- North Grove, Indiana Location within Indiana North Grove, Indiana Location within the United States
- Coordinates: 40°36′47″N 85°57′55″W﻿ / ﻿40.61306°N 85.96528°W
- Country: United States
- State: Indiana
- County: Miami
- Township: Harrison

Area
- • Total: 0.13 sq mi (0.34 km^{2})
- • Land: 0.13 sq mi (0.34 km^{2})
- • Water: 0.0 sq mi (0 km^{2})
- Elevation: 824 ft (251 m)
- Time zone: UTC-5 (Eastern (EST))
- • Summer (DST): UTC-4 (EDT)
- ZIP code: 46911 (Amboy)
- FIPS code: 18-54792
- GNIS feature ID: 2830466

= North Grove, Indiana =

North Grove is an unincorporated community and census-designated place (CDP) in Harrison Township, Miami County, in the U.S. state of Indiana.

==History==
North Grove was originally called "Moorefield" when it was laid out in 1854 by William North. The name was changed to "North Grove" at about the time the Pan Handle Railroad arrived in the town in 1867. A post office was established at North Grove in 1868, and remained in operation until it was discontinued in 1934.

==Geography==
North Grove is located in southeastern Miami County. Indiana State Road 19 passes the northeast border of the CDP, leading northwest 12 mi to Peru, the county seat, and southeast 2.5 mi to Amboy. Kokomo is 16 mi to the southwest.
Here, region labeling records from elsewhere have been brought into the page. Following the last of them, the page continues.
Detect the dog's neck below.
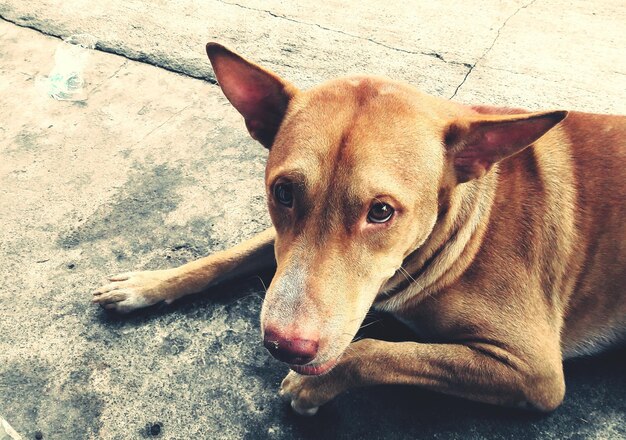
[374,169,497,313]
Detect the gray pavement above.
[0,0,626,439]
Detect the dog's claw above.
[291,400,320,417]
[91,271,171,313]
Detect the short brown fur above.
[94,43,626,414]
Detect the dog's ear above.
[444,111,567,183]
[206,43,296,148]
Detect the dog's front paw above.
[92,270,175,313]
[278,371,342,416]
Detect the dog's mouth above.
[289,358,339,376]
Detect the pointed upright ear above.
[444,111,567,183]
[206,43,296,148]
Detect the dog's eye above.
[367,202,394,223]
[274,182,293,208]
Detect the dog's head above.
[207,43,565,374]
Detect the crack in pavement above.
[0,14,217,85]
[217,0,471,68]
[448,0,537,99]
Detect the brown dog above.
[94,43,626,414]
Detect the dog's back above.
[560,112,626,357]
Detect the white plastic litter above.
[38,34,97,101]
[0,416,22,440]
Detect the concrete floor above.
[0,0,626,439]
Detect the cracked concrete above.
[450,0,537,99]
[0,0,626,440]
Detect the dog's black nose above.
[263,329,319,365]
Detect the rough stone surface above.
[0,0,626,439]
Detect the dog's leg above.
[280,339,565,415]
[93,228,276,313]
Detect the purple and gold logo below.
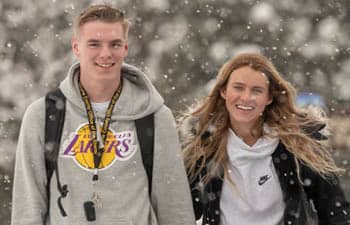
[62,124,137,170]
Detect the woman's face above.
[221,66,272,128]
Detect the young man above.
[12,5,195,225]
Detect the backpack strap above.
[45,88,68,216]
[135,113,154,197]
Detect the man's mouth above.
[96,63,115,68]
[235,104,254,111]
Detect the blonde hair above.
[184,53,343,184]
[74,4,130,39]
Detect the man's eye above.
[112,43,123,48]
[88,43,98,48]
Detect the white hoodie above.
[12,63,195,225]
[220,129,285,225]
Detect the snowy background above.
[0,0,350,225]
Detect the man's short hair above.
[74,4,130,39]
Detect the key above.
[84,201,96,221]
[92,192,102,208]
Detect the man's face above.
[72,21,128,82]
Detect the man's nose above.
[241,90,252,101]
[100,46,112,58]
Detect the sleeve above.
[303,167,350,225]
[11,98,48,225]
[152,106,195,225]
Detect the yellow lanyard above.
[78,79,123,180]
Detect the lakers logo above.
[63,124,136,170]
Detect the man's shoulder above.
[23,96,45,120]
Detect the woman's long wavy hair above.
[184,53,342,184]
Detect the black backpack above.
[45,88,154,216]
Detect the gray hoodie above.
[12,63,195,225]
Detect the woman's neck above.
[231,122,263,146]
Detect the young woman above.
[180,54,350,225]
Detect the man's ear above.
[71,37,80,58]
[266,97,273,105]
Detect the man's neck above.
[80,79,120,103]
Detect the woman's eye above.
[233,86,243,90]
[253,89,263,94]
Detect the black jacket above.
[191,143,350,225]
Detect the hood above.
[60,63,164,120]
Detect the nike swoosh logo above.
[258,175,271,186]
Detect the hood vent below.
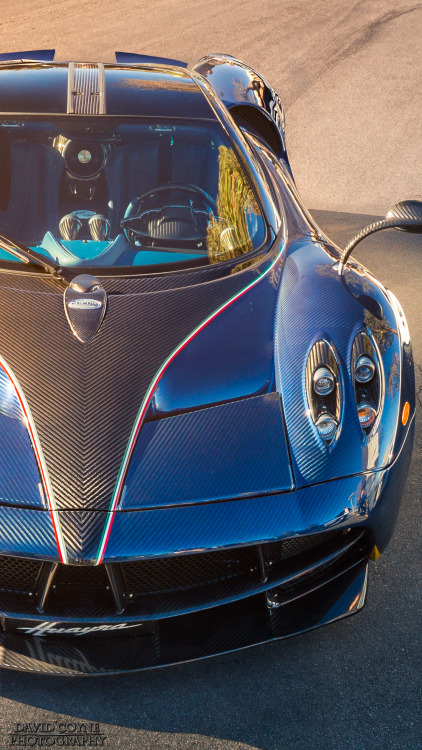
[67,63,106,115]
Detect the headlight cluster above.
[306,340,342,445]
[350,331,381,435]
[306,331,381,445]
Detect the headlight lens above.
[355,354,375,383]
[312,367,336,396]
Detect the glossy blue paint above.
[0,49,56,62]
[115,52,188,68]
[104,418,413,562]
[121,393,292,510]
[0,505,60,562]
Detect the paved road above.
[0,0,422,750]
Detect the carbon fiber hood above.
[0,241,282,526]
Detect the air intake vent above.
[230,104,283,156]
[67,63,106,115]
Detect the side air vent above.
[306,340,342,445]
[350,331,382,435]
[230,104,283,157]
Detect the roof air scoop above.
[63,274,107,344]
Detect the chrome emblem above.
[63,274,107,344]
[67,299,102,310]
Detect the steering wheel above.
[120,183,217,247]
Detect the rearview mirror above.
[338,201,422,276]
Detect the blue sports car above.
[0,50,422,675]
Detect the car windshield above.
[0,117,266,271]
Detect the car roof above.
[0,60,216,120]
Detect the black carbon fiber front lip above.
[0,561,368,676]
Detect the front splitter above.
[0,560,368,677]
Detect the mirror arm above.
[338,219,420,276]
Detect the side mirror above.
[338,201,422,276]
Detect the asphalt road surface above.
[0,0,422,750]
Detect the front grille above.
[0,529,369,619]
[0,557,42,594]
[122,547,259,596]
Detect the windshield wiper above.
[0,234,69,286]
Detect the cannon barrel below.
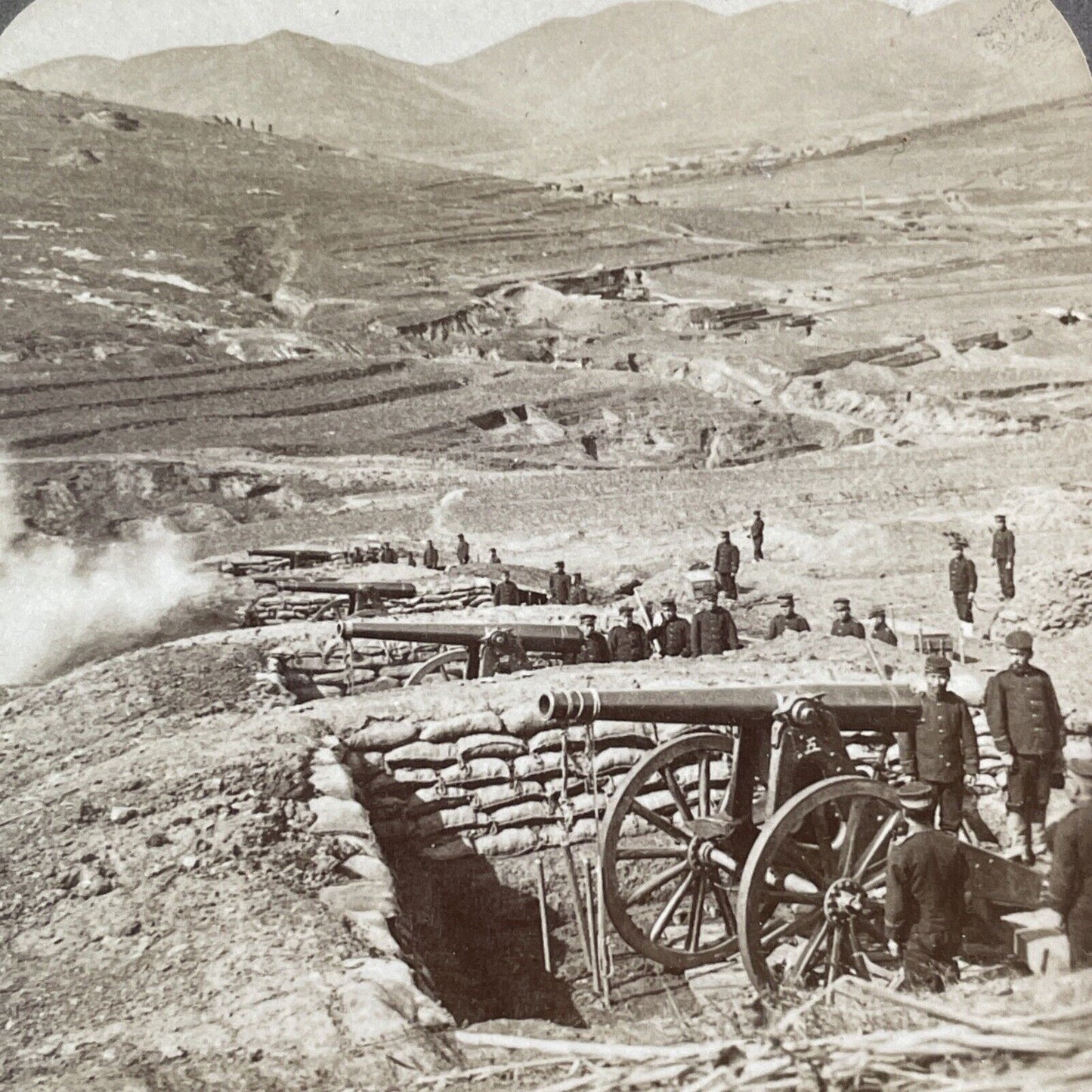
[255,577,417,599]
[538,682,922,732]
[338,618,584,655]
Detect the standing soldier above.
[766,592,812,641]
[948,538,979,623]
[493,569,520,607]
[569,572,592,606]
[899,656,979,834]
[648,599,690,657]
[986,629,1066,861]
[1050,758,1092,971]
[607,604,651,663]
[830,599,865,641]
[883,781,970,993]
[549,561,572,603]
[750,508,766,561]
[713,531,739,599]
[991,515,1016,599]
[690,592,743,656]
[868,606,899,646]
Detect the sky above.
[0,0,950,76]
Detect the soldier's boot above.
[1004,812,1030,861]
[1031,822,1050,865]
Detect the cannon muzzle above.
[338,618,584,655]
[538,682,922,732]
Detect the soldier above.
[986,629,1066,861]
[898,656,979,834]
[868,606,899,648]
[690,592,743,656]
[883,781,970,993]
[1048,758,1092,971]
[750,508,766,561]
[549,561,572,603]
[648,599,690,657]
[493,569,520,607]
[569,572,592,605]
[830,599,865,641]
[989,515,1016,599]
[574,614,611,664]
[948,538,979,623]
[607,603,652,663]
[766,592,812,641]
[713,531,739,599]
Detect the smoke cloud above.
[0,463,209,685]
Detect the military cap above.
[896,781,933,812]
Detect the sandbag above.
[419,709,505,744]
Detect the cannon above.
[540,684,1043,993]
[338,618,584,685]
[253,577,417,614]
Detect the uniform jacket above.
[898,691,979,785]
[713,543,739,577]
[576,630,611,664]
[991,527,1016,561]
[549,572,572,603]
[766,615,812,641]
[948,557,979,594]
[986,664,1066,754]
[830,618,865,641]
[648,618,690,656]
[883,830,970,947]
[690,606,743,656]
[607,621,648,663]
[493,580,520,607]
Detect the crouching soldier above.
[898,656,979,834]
[883,781,970,993]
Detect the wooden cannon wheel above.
[736,776,900,991]
[603,732,753,971]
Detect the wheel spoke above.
[663,766,694,822]
[630,800,690,842]
[626,861,690,908]
[648,873,694,943]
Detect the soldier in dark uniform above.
[898,656,979,834]
[549,561,572,603]
[750,508,766,561]
[948,538,979,623]
[569,572,592,606]
[690,592,743,656]
[713,531,739,599]
[986,629,1066,861]
[989,515,1016,599]
[1048,758,1092,971]
[574,614,611,664]
[868,607,899,648]
[607,604,652,663]
[493,569,520,607]
[883,781,970,993]
[648,599,690,657]
[766,592,812,641]
[830,599,865,641]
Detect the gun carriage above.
[540,684,1042,991]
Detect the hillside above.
[20,0,1090,176]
According to the U.S. Census Bureau, the North Grove CDP has an area of 0.13 sqmi, all land. Walnut Creek runs along the eastern edge of the community, leading north to Pipe Creek, which flows northwest to the Wabash River at Lewisburg.

==Demographics==
The United States Census Bureau defined North Grove as a census designated place in the 2022 American Community Survey.